Old Liang and his wife gave them a gift of eight sweet potatoes, enough to last a honeymoon of four days. The Chinese neighbors, in their tattered tunics, came to congratulate them too. Smiles on their sunbaked faces, they sang a sweet song with a lilt. It sounded like the song he’d once played, the song he’d once loved.
Golda, clad in a borrowed white chiffon blouse and a knee-length plaid skirt, sang and danced, her green eyes sparkling like a spring meadow. She was a good Jewish girl, whom his mother would have liked. And he would look after her, share with her the scraped taro skins and sweet potatoes; he would love her, like a new husband in an old world, like a good husband in a bad war, even though it was doubtful that he could love the same way he had loved before.
79
FALL 1980
THE PEACE HOTEL
Ms. Sorebi rests her elbow on the table, the fringe of her leather jacket draping like wilted straws. It has a strange appeal, I have to admit—the jacket suits her.
“When I interviewed the Jews, I was horrified to hear of the conditions in the designated area. The ghetto was horrendous, infested with scarlet fever, typhoid, and all kinds of diseases. Many got sick and died. They told me about the gravesite outside the ghetto and . . . it broke my heart. Did you know they had to reuse coffins?” Her voice cracks.
All the lives we’ve lost, all the love we’ve forgotten, and all the decisions we must live by. “I wish I could say war was cruel and we all had to endure. But the truth is no matter what hardship we went through, we eventually forget it after it’s over.”
Her head turns away, but her eyes grow brighter.
“Do you see why I want to make a documentary now? I want to remember; I don’t want to forget.”
A beautiful tune is wafting in the air, faint, drifting like a bed of clouds; it has that voice, innocent like a fairy tale, melancholy like the night breeze. It reminds me of the song I loved years ago. “When we’d just met, Ernest played the jazz song called ‘The Last Rose of Shanghai.’ I loved it, and I still remember the lyrics. It says in English, ‘There is a kind of love that strikes like a thunderbolt; it blinds you, yet opens your eyes to see the world anew.’”
I remember it was at that moment that I fell in love with him. He knew my music, and he played the tune like it was his. Had I explained to him the meaning of that song? That the lyrics have Buddhist influence? That a thunderbolt is also a weapon used by the thunder deity in Buddhism? That I firmly believed in karma?
Ms. Sorebi is quiet, gazing at a spot to my right, listening to the music, as if she has become part of my story, as if she can envision all the winding lanes in my memory. Is this a show of hers or her genuine interest in my story? I can’t tell, but I like this, this silence, this wordless reflection, this reach of a long lasso to the past.
“Ms. Shao?”
I’m not ready to answer, for I can see him right in front of me. His bright smile, his blue eyes. As if he had never left me.

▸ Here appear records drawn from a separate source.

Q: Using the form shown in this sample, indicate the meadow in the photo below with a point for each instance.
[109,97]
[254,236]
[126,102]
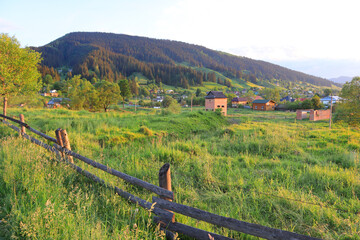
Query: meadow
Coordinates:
[264,168]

“I’m sorry, but I’m dying to know. Was that the last time you saw Mr. Reismann?”
80
JUNE 1944
AIYI
I became a widow, a mother, a burglar, a thief, and an occasional garbage-bin diver. I did all tricks without shame, for life in the dank stone-arch-gate room, alone with a child, was hard. There were days when my stomach knotted in pain from hunger and Little Star screamed for food, days when I scrubbed our lice-infested hair with the kerosene from the lamp, days when I fled from the hooligans who tried to rape me, days when I reminisced about jazz and the luxury of my old life.
Let the war end, I prayed. Yet there were few signs of peace. On the street skittered the news of Japanese victories against the Nationalists and the Communists, all dispersed by the puppet government. No one knew anything about the war between the Americans and the Japanese. And the foreigners had all vanished from Shanghai. For half a year, I’d encountered not a single European or American on the streets.
Sometimes I thought of my encounter with Ernest and regretted my coldness. Yes, he had let me go, but yes, I was responsible for his loss. I should have told him that I had given away our daughter and apologized to him.
One night, a clunk from the courtyard awoke me. It was after the midnight hour; the buildings were quiet, and the alleyway was submerged in sleepiness.
I gently unhooked Little Star from my arms and slipped off the bed. My feet brushed against a low plastic stool. I picked it up. I had never faced a burglar before. Whoever was out there was not a Japanese, who would have made a ruckus.
The faint breathing from outside grew heavier as it came toward the bedroom. I swung the door open and flung the stool around. I couldn’t see what was in front of me, but I hit something.